Il Quirinale parte dai programmi La strategia per favorire un’intesa
Mattarella avvia il suo primo sondaggio mettendo in conto anche due mesi
Vorrà accertare l’esistenza di una maggioranza, certo, perché è il nodo centrale delle consultazioni. Ma dato che i partiti si trascinano ancora in un gioco di veti incrociati, cortine fumogene e tatticismi sui nomi dei candidati premier che al momento rendono complicata qualsiasi ipotesi di alleanza, si farà «portavoce delle esigenze degli italiani». Chiederà dunque alle forze politiche, specie se metteranno in scena anche davanti a lui il muro contro muro visto nei giorni scorsi, almeno delle proposte e indicazioni programmatiche per assicurare al Paese un governo all’altezza dei problemi che ci attanagliano.
Ecco la chiave di lavoro che Sergio Mattarella ha studiato per oggi, quando comincerà il consulto al Quirinale per insediare un nuovo esecutivo. Una sorta di strategia del pungolo, chiamiamola così. Un modo concreto, e non soltanto una sfumatura, per misurare irriducibili distanze o possibili convergenze fra vincitori e vinti del 4 marzo. Nella speranza che alla fine — e proprio a partire dai programmi — nasca un’intesa in grado di reggere saldamente.
Non metterà fretta ai suoi interlocutori, il presidente. È consapevole che serve tempo prima che possano decantare le tensioni delle ultime settimane. Perciò ha messo in preventivo addirittura un paio di mesi per chiudere la partita: dopotutto la Germania ne ha impiegati sei per risolvere la propria crisi con una grande coalizione. Ma questa è per lui una scadenza limite. Se infatti le forze politiche si estenueranno in un confronto inconcludente (e c’è chi, per i toni da campagna elettorale che continua a usare, sembra davvero puntare a un ravvicinato voto-bis più che a trovare un successore a Paolo Gentiloni), rischiamo di trovarci senza un inquilino con pieni poteri a Palazzo Chigi quando scatteranno alcuni appuntamenti delicati.

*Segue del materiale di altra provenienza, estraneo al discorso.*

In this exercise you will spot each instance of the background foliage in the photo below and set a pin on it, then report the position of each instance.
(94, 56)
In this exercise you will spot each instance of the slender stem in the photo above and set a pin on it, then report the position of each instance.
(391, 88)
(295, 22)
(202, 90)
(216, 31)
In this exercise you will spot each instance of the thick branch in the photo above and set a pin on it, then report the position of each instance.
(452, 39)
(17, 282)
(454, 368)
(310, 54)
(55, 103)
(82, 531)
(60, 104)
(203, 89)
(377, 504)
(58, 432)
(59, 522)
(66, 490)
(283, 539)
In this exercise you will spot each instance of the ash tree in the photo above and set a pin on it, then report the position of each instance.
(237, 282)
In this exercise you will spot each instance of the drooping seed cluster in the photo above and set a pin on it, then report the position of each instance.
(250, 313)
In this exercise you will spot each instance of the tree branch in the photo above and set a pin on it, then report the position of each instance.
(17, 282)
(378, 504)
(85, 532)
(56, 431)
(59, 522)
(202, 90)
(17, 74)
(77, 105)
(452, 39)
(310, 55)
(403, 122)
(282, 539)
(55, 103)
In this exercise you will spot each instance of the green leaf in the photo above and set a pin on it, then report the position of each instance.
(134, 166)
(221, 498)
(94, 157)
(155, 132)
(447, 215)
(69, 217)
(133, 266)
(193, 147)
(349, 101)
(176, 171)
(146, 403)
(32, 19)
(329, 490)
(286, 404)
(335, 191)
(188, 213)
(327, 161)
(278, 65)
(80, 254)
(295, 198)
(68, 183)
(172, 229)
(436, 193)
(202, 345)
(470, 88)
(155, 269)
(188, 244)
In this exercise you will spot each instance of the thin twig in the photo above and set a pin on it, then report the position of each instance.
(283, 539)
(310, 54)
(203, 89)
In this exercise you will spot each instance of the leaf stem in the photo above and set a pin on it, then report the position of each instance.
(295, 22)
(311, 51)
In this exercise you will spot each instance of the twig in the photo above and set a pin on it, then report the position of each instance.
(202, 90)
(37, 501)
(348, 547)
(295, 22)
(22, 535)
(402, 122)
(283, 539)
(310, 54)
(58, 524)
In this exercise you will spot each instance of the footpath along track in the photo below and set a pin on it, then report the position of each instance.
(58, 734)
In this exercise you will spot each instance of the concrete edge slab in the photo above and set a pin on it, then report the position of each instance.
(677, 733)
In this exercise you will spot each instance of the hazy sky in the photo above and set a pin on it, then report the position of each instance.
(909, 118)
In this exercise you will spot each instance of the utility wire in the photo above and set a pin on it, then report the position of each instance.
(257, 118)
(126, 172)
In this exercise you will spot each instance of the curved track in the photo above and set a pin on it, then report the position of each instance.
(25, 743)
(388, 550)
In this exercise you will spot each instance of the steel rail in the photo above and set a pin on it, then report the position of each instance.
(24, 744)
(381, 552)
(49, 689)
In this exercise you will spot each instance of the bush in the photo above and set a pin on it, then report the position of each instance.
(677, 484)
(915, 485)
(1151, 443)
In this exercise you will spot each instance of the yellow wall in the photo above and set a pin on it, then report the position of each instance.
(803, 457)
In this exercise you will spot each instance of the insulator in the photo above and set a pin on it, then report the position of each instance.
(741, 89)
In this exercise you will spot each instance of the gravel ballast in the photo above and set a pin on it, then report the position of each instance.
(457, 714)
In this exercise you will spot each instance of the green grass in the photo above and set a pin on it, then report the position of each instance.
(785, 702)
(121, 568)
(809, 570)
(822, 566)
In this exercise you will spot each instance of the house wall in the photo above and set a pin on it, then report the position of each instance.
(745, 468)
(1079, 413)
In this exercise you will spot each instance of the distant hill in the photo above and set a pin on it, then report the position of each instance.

Anzitutto l’imminente presentazione del Documento di economia e finanza (Def), sul quale Bruxelles ci aspetterà, sì, ma con impazienza. E poi la consultazione amministrativa del 10 giugno, in cui saranno coinvolti oltre 700 Comuni. Il tutto mentre nelle ultime due domeniche di questo mese si dovranno svolgere le elezioni regionali di Molise e Friuli-venezia Giulia.
Insomma: per Mattarella non è davvero il caso di sovrapporre ulteriori tensioni politiche a quelle che ancora serpeggiano in questa lunga coda post-voto. Senza contare il peso che avrà l’appuntamento al Consiglio europeo del 28 e 29 giugno, cruciale sui temi sensibili per la riforma dell’unione. Appuntamento al quale sarebbe increscioso che l’italia, Paese fondatore, non si trovasse politicamente «attiva» fin dalle settimane preparatorie.
Che aspettative ha il capo dello Stato, su questo primo giro dei partiti al Quirinale? Non molto differenti da quelle di un sondaggio preliminare (al quale seguirà una pausa di riflessione), in cui vuole che a parlare siano i suoi interlocutori.
Ed è curiosa, a questo proposito, l’insistenza del «reggente» del Pd, Maurizio Martina, che fino a ieri sera insisteva a ripetere: «Aspettiamo di sentire quello che avrà da dirci Mattarella». Casomai è vero il contrario. È lui che dovrà parlare. Spiegando in che direzione possano maturare i tormenti del Partito democratico dopo la cocente sconfitta alle urne e le dimissioni di Matteo Renzi dalla segreteria.